In an opinion piece today in the Daily Telegraph editor Damian Thompson celeberates the 60 year reign of Queen Elizabeth by extolling her virtues as ”Supreme Governor of a national Church”.

But he goes on to lament the sorry decline of the Christian Church in Britian during her reign and to worry about the future of Christianity after Elizabeth’s departure from the throne.

this country’s overtly Christian royal ceremonies have held off the moment that the faith in Britain becomes as residual and meaningless as it has in parts of Europe.

The anxiety for Christians is that this effect depends on the personal convictions of Elizabeth II, who is not only more pious than her children but has also taken her religious duties more seriously than many of her predecessors. If the British monarchy of the future recasts itself as a mere guarantor of religious liberty – as Prince Charles seems to envisage – then the secularisation of public life will be complete.

Thompson’s praise for the Queen and her bold witness to her faith is delightful. Unfortunately, he is not content simply to praise his monarch. He feels compelled to go on and damn the leadership of the church of which her Majesty is ‘the Supreme Governor.”

Thompson observes that,

Since the Queen ascended to the throne, churchgoing in Britain has more than halved; the Churches as institutions have suffered far greater damage than the monarchy. 

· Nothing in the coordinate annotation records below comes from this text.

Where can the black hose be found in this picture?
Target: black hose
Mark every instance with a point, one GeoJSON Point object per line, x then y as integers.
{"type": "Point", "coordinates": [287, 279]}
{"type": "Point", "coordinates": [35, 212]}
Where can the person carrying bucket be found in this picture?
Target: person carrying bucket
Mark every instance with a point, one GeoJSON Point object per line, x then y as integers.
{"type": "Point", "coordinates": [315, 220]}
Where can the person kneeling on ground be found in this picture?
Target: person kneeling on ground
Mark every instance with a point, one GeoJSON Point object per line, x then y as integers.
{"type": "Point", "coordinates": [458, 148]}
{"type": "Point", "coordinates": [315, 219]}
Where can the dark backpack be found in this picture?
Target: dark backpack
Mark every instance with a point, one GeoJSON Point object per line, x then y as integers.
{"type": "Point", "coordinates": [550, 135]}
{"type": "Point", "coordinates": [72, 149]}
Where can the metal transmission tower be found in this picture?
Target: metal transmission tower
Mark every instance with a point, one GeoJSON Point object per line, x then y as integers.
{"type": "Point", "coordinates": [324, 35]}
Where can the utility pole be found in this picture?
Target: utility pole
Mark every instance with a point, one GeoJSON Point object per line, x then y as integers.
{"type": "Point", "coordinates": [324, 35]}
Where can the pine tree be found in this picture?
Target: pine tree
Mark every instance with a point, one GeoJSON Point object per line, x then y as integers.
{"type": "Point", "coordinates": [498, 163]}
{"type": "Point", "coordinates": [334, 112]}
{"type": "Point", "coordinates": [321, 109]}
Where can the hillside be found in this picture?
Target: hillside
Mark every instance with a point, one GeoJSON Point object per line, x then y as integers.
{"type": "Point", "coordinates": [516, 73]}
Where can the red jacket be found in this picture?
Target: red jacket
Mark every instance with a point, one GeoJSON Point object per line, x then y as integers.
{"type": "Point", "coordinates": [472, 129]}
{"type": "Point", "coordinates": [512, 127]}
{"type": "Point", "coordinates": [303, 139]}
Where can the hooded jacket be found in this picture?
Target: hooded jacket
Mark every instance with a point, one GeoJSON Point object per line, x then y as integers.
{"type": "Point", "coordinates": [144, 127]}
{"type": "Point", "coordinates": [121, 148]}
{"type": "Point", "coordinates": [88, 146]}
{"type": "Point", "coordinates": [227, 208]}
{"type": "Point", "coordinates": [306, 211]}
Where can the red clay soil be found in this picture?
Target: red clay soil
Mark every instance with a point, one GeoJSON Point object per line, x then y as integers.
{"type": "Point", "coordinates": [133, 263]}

Then he offers his explanation for the sorry state of religious life in Britain.

Is Queen Elizabeth II the true Christian leader of our country? An odd question for a Catholic to ask, you might think, but consider the feebleness of senior bishops – Anglican and Catholic – during the 60 years of her reign. She has been served by great prime ministers, but no great Archbishop of Canterbury.

 Damian Thomposon proposes that the decline in religious adherence in England is attributable to the poverty of leadership among the Bishops of the church.

It is a delightful job to sit on the sidelines and be paid to throw stones at people in positions of leadership.

I am not a Bishop in the church. But I know that, in my own little microcosm of church-land, there are people who would accuse me of having exercised “feeble” leadership over the past 30 years and therefore sharing responsibility for the decline of Christian observance in Canada. And they may be right.  Perhaps I and the leaders of my generation in the church are the guilty culprits. But, it seems to me unlikely that we can bear sole responsibility for the lack of commitment to an institutional expression of faith in the western world today.

Perhaps we are responsbile for the fact that Sunday morning sports, shopping, charity runs, and garage sales have preempted church. But, it seems more likely that there have been economic forces at work in our society over the past 50 years that have profoundly opposed active participation in institutions of faith.

It just may be that these same economic forces that keep Mr. Thompson’s newspaper afloat bear a far greater responsibility for the decline of faith in his country, than the “feeble” leadership against which he rails. Mr. Thompson might want to consider if some of the fingers he is using to point at others may not be pointing back at the role of commercial media in shaping the culture of our day.